Monday 20 November 2017

Relationships, Social Media, and other crap!

Relationships, Social Media, and other crap!






I am 48 years old and since my 40s I feel like I’ve lived one big midlife crisis!  My first husband and I separated and divorced when I was 40.  At 41 I began dating my now second husband and married him at 43.  A month into 48 my second husband and I separated and now 8-9 months later we are working on “The Reconciling” of our relationship.  We had our 5th anniversary together, miraculously!   I obviously do not have all the answers but I have noticed a trend that is sweeping over relationships that I would like to give my thought on. 

Here is the thing about our “modern day” relationships; they are complicated in part because relationships are never JUST THE COUPLE anymore.  99% of us own handheld computers that add a lot of extra people and pressure to our relationships.  20 years ago interference from others wasn’t as easily injected into our lives. I know it happened but just not as easily as it does today.  Which makes me raise the question;

“How much does social media, our smartphones and other people’s constant ability to contact us affect our relationships?

I feel as if it is a little naïve to assume our phones/media/texting and the sort doesn’t negatively impact our relationships.  Let’s say you’re in a long-term relationship 20 years ago and you see someone you are attracted to, chances are high you will never see them again, never talk to them and still go on happily with your relationship.  Fast forward 20 years to today, you’re on social media with a co-worker or an acquaintance or even a stranger that you are attracted to, chances are high you are going to like their post, like their picture, say hey and now you’ve added someone you’re attracted to into your life and into your relationship.  It doesn’t matter if your relationship is 20 years, 5 years, 1 year if it’s not “new” then in reality the new person you’re chatting with is going to be more interesting.  Why wouldn’t they interest you more?   You didn’t just have to go to the bathroom after they were done in there; you didn’t just argue with them about the garbage not being picked up or bills or any of everyday life.  You get to be the hero who listens to the new person’s problems, be told how great you are and how much they would love to be with you and no reality has to ever soil your relationship! There are no dogs needing to be walked, no litter box needing to be cleaned, no kids needing to be grounded for not listening, no supper needing to be made, etc., etc.  Soon this amazing co-worker or acquaintance or stranger becomes your main confidant.   You share everything, you send snap streaks every day, you like their posts; they become your person.  That's the kind of sharing that builds true and deep intimacy … You are now at a place where you are closer to your co-worker, acquaintance or that stranger you haven’t ever actually met than you are to your partner.  When you confide your concerns and fears, your hopes and dreams, your struggles and temptations with someone else to the exclusion of your partner, you’re forging your strongest bonds with someone other than your partner.   Let’s be honest, that is always a recipe for disaster.  Now you have to decide where you are going with this, do you stay in the annoying real relationship or do you call it quits and try your luck with your texting buddy, the person you have the highest streaks with or the person who sent you those pictures you didn’t ask for. 

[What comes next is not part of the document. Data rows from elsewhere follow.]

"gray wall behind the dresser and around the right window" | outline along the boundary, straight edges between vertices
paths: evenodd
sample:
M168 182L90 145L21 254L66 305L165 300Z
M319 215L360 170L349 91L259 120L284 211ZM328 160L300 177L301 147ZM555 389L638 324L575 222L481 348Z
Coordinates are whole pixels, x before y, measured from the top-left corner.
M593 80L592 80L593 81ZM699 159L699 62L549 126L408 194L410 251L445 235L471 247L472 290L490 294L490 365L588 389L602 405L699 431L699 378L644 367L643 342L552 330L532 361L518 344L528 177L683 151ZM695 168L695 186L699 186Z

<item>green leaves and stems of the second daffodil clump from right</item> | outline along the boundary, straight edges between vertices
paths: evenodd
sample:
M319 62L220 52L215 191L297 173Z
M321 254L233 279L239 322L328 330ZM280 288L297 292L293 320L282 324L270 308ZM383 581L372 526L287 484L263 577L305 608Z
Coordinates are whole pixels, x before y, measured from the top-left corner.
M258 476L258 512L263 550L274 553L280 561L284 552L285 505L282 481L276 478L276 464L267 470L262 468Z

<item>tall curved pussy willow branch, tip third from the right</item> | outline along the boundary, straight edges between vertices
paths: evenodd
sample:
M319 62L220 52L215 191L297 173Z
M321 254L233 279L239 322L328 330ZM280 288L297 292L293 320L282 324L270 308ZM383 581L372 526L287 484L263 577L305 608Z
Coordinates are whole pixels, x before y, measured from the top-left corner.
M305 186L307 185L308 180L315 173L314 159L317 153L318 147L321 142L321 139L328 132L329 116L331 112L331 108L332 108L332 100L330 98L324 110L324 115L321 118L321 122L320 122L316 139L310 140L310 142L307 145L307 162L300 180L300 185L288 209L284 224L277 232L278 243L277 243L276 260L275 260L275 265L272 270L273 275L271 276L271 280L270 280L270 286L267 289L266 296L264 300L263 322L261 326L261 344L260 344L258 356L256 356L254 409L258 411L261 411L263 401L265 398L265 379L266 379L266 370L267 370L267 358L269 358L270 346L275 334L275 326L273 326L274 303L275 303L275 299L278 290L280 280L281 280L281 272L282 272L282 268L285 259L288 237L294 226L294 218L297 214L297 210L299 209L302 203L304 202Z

Maybe it’s time to put our phones down and think of some things we can do with our partner, things we can enjoy together.  Maybe it’s time to find ways to support our relationship.  Making things work in a relationship is never easy but allowing others to creep in makes it that much harder.  So before you check your notifications, go check on your partner see what they are up to, what they need and what you two can do together.   Be the best partner you can be.  Pursue the things which make for peace in your relationship.  Pour some love, joy, peace, patience, kindness, goodness, faithfulness, gentleness and self-control into the relationship.  Walk away from the desire to get your needs met elsewhere or to meet someone else’s needs that aren’t your responsibility.  I don’t know it all, God and everyone who knows me knows that to be true, but I do know if we want relationships to work there isn’t room for others in there.  Don't become addicted to getting your needs met on your phone...

Here’s a fun scripture for us…. Proverbs 5:18 Let your own fountain be blessed, and enjoy the girl you married when you were young. 

And the love chapter…Love is patient. Love is kind. Love isn't jealous. It doesn't sing its own praises. It isn't arrogant. It isn't rude. It doesn't think about itself. It isn't irritable. It doesn't keep track of wrongs. It isn't happy when injustice is done, but it is happy with the truth. Love never stops being patient, never stops believing, never stops hoping, never gives up. Love never comes to an end. . . So these three things remain faith, hope, and love. But the best one of these is love.

And here’s a painfully true one that none of us like to listen to in 2017 (Jesus talking) ….But I can guarantee that whoever looks with lust at a woman has already committed adultery in his heart. 

We got this... to quote Tom Hanks from Sleepless in Seattle "I'm gonna get out of bed every morning breathe in and out all day long. Then, after a while, I won't have to remind myself to get out of bed every morning and breathe in and out." Life is never simple but it definitely shows us what we are made of.

Ephesians 6:10 Finally, be strong in the Lord, and in the strength of his might.